Sein Vater riss ihn aus den Gedanken. Er war zusammen mit seiner Mutter hinter ihm aufgetaucht und schwenkte ein Paket.
»He, Ihr wollt doch wohl nicht einfach ohne Eure Wegzehrung aufbrechen?«
Tom stutzte. Dann breitete sich ein Grinsen auf seinem Gesicht aus. »Ihr habt doch nicht etwa ...?«
»Oh, doch«, kam es von Betty zurück. »Hausgemachte Pasta, von Alfredo persönlich, mit ... äh wie hieß die Soße noch mal?«
»Ist doch egal – Hauptsache sie schmeckt«, ließ sich Diana vernehmen. »Danke ihr Lieben.

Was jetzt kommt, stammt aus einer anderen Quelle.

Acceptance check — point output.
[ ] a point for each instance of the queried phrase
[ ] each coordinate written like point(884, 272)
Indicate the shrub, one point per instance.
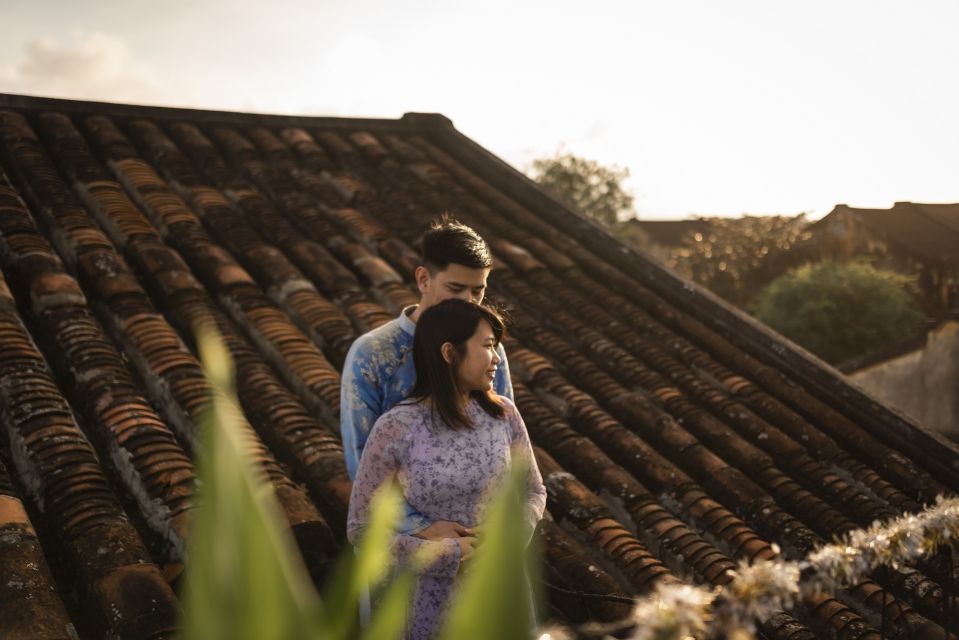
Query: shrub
point(841, 310)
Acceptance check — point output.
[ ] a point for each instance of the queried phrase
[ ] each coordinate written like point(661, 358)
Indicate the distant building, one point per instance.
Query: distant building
point(919, 376)
point(911, 238)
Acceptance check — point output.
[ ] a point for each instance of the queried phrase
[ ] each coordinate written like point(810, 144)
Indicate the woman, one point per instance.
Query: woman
point(448, 447)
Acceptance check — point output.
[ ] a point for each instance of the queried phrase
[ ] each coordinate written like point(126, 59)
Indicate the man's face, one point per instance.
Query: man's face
point(455, 281)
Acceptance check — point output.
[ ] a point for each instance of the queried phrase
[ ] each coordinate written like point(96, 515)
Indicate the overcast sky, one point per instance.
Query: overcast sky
point(716, 107)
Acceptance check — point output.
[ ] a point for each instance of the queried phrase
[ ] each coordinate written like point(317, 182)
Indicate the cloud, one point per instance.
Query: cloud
point(90, 66)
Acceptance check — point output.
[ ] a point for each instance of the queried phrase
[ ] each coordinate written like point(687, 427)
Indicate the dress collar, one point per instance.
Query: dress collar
point(407, 324)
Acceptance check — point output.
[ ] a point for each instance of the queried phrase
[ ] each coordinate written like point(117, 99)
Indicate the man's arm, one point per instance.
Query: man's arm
point(360, 406)
point(501, 381)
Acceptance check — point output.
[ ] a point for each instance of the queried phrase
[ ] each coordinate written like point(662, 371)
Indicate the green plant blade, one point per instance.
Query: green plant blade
point(493, 599)
point(389, 618)
point(244, 577)
point(368, 566)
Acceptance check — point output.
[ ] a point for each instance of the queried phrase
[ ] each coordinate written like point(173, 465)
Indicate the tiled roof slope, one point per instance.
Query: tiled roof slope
point(677, 436)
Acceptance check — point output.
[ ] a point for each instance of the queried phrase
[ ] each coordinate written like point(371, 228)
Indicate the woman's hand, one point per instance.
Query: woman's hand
point(442, 529)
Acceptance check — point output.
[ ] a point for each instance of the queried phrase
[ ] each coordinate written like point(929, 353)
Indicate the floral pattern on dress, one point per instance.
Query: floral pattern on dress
point(444, 474)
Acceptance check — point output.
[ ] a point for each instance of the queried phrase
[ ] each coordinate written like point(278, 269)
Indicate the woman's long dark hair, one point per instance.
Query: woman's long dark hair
point(452, 321)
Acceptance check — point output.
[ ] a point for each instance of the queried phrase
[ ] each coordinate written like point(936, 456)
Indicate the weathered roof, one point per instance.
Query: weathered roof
point(927, 231)
point(677, 435)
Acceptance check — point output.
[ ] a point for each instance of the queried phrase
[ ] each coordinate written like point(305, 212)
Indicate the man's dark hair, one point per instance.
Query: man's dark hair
point(451, 242)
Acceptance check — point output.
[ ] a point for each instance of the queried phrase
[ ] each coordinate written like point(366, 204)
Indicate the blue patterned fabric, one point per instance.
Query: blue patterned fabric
point(377, 375)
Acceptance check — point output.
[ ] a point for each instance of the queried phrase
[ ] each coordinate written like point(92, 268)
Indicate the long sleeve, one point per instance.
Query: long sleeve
point(380, 464)
point(502, 384)
point(522, 452)
point(361, 403)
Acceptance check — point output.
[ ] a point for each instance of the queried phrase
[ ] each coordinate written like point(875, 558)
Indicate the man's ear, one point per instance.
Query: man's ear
point(422, 277)
point(448, 351)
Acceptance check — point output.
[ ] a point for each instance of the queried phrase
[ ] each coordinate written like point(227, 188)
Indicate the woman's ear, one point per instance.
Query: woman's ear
point(448, 351)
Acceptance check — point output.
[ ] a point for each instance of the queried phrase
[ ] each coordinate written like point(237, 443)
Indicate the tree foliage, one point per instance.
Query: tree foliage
point(841, 310)
point(737, 257)
point(595, 189)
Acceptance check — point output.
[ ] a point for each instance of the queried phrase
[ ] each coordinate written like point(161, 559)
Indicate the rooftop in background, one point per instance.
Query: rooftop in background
point(709, 438)
point(929, 231)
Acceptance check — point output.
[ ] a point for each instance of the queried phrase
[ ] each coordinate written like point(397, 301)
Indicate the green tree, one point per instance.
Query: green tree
point(736, 257)
point(841, 310)
point(245, 578)
point(595, 189)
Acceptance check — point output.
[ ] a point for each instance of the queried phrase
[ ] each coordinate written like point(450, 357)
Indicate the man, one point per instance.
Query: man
point(378, 372)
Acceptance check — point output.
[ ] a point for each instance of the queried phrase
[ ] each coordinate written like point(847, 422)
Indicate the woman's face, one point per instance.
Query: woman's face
point(477, 365)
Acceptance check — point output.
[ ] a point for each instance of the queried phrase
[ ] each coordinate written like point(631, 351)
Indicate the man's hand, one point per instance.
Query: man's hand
point(467, 547)
point(442, 529)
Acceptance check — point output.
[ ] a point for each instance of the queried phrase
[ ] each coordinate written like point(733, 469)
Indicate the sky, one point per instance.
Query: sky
point(715, 107)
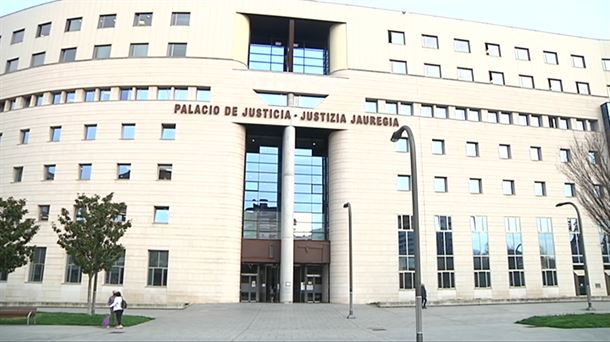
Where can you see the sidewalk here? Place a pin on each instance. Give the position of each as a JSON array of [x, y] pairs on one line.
[[326, 322]]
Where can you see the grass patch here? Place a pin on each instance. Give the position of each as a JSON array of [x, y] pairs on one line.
[[572, 321], [71, 318]]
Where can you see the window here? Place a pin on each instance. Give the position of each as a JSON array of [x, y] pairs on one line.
[[555, 84], [472, 149], [432, 70], [440, 184], [180, 19], [164, 171], [504, 151], [49, 172], [514, 247], [17, 36], [17, 174], [43, 212], [508, 187], [128, 131], [406, 253], [578, 61], [101, 51], [475, 185], [142, 19], [106, 21], [429, 41], [396, 37], [404, 183], [116, 273], [73, 24], [37, 265], [465, 74], [539, 188], [550, 57], [547, 251], [526, 81], [496, 77], [461, 45], [84, 171], [522, 54], [569, 189], [24, 136], [438, 146], [176, 49], [55, 133], [67, 55], [492, 50], [123, 171], [43, 30], [398, 67], [138, 50], [583, 88], [73, 271], [168, 131], [444, 252], [12, 65], [157, 268], [161, 215], [535, 153]]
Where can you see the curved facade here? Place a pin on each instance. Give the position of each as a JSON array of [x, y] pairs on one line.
[[218, 136]]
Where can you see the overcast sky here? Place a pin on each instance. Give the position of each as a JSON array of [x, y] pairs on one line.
[[584, 18]]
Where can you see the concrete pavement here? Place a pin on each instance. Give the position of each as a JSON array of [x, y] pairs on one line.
[[326, 322]]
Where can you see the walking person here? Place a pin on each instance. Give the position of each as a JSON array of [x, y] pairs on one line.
[[117, 307]]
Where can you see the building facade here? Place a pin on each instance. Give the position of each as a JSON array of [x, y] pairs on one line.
[[235, 131]]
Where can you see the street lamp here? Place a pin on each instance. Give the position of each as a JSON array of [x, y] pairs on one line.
[[351, 289], [584, 258], [419, 333]]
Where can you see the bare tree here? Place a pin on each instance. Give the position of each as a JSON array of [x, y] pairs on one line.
[[589, 169]]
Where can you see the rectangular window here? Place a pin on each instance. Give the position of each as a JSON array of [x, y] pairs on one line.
[[102, 51], [43, 212], [522, 54], [37, 264], [73, 271], [180, 19], [73, 24], [396, 37], [164, 171], [176, 49], [106, 21], [161, 215], [404, 183], [84, 171], [398, 67], [492, 50], [444, 252], [142, 19], [128, 131], [123, 171], [157, 268], [429, 41], [116, 273], [49, 172]]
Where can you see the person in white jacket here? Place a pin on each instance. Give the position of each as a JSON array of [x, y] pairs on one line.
[[117, 307]]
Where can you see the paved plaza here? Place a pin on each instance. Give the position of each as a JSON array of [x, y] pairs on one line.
[[326, 322]]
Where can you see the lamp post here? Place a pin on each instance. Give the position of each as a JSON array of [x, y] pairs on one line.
[[584, 257], [419, 333], [351, 288]]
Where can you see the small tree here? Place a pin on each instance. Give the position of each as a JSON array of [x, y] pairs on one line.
[[589, 170], [91, 237], [15, 234]]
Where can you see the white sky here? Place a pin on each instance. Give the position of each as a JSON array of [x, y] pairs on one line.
[[584, 18]]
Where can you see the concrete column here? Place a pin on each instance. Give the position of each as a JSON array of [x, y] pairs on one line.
[[287, 215]]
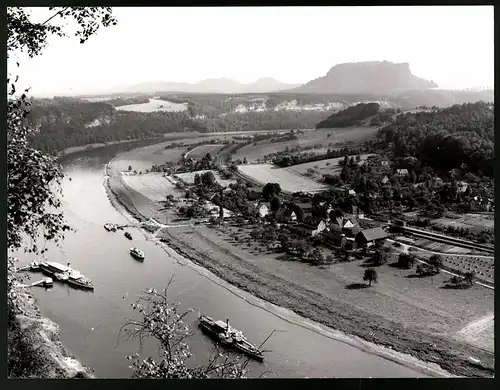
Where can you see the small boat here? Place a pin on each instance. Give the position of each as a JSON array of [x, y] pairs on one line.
[[46, 282], [229, 337], [66, 274], [137, 253], [75, 278], [110, 227]]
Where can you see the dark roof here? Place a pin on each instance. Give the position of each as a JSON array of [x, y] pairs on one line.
[[373, 234], [284, 212]]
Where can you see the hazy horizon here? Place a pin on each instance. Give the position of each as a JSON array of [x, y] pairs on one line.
[[453, 46]]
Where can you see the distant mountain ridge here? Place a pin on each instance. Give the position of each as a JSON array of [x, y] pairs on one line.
[[373, 77], [217, 85]]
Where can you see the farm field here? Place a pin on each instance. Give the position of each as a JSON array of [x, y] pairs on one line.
[[188, 177], [152, 185], [461, 260], [418, 310], [322, 167], [289, 181], [202, 150], [154, 105], [314, 137], [476, 222]]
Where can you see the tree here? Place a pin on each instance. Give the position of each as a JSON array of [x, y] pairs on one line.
[[208, 179], [329, 260], [469, 277], [33, 177], [316, 256], [270, 190], [379, 257], [406, 260], [164, 322], [436, 261], [275, 204], [370, 276]]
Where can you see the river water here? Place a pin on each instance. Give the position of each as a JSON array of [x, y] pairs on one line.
[[90, 321]]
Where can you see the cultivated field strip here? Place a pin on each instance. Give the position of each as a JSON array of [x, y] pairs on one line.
[[288, 181], [202, 150], [154, 186]]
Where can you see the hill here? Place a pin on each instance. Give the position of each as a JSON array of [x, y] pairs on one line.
[[220, 85], [459, 137], [351, 116], [374, 77]]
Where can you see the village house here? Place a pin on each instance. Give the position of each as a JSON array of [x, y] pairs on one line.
[[462, 186], [262, 208], [402, 172], [369, 237], [438, 182], [285, 215]]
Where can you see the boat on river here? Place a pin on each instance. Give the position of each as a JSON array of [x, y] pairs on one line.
[[137, 253], [229, 337], [66, 274], [110, 227]]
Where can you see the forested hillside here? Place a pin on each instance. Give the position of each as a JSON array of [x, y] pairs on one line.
[[66, 122], [461, 136], [351, 116]]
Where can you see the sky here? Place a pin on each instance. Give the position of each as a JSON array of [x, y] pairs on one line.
[[451, 45]]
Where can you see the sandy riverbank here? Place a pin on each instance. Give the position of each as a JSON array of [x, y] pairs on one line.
[[371, 320]]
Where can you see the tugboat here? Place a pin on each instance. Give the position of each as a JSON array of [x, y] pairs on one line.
[[137, 253], [110, 227], [229, 337]]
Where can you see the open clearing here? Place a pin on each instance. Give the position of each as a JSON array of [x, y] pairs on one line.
[[408, 313], [202, 150], [477, 222], [479, 332], [309, 138], [154, 105], [288, 181], [188, 177], [482, 266], [322, 167], [154, 186]]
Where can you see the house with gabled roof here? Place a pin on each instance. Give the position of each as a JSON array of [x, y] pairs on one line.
[[285, 215], [369, 237]]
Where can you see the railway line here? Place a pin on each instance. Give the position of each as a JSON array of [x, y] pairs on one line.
[[444, 239]]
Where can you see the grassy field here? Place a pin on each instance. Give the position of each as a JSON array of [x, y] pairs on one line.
[[154, 105], [409, 314], [289, 181], [188, 177], [154, 186], [477, 222], [322, 167], [315, 137], [201, 151]]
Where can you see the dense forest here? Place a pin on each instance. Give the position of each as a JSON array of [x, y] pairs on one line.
[[64, 123], [461, 137], [351, 116]]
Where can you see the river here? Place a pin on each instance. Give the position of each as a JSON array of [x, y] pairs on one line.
[[90, 321]]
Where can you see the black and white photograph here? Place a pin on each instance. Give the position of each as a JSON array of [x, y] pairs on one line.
[[247, 192]]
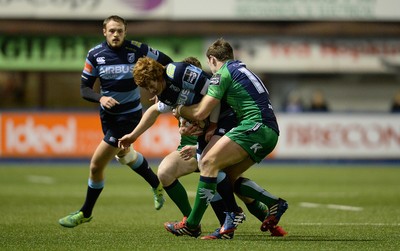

Zuhause werden wir uns mal revanchieren.«
»Wenn wir überhaupt jemals zu Hause ankommen«, sagte Tom mit gespielter Verzweiflung, während er in den Wagen stieg. Die anderen beiden lachten und stiegen ebenfalls ein. Dann setzte der Wagen aus der Parklücke zurück. Er fuhr gemächlich den Schotterweg bis zur Schranke und außer Sichtweite.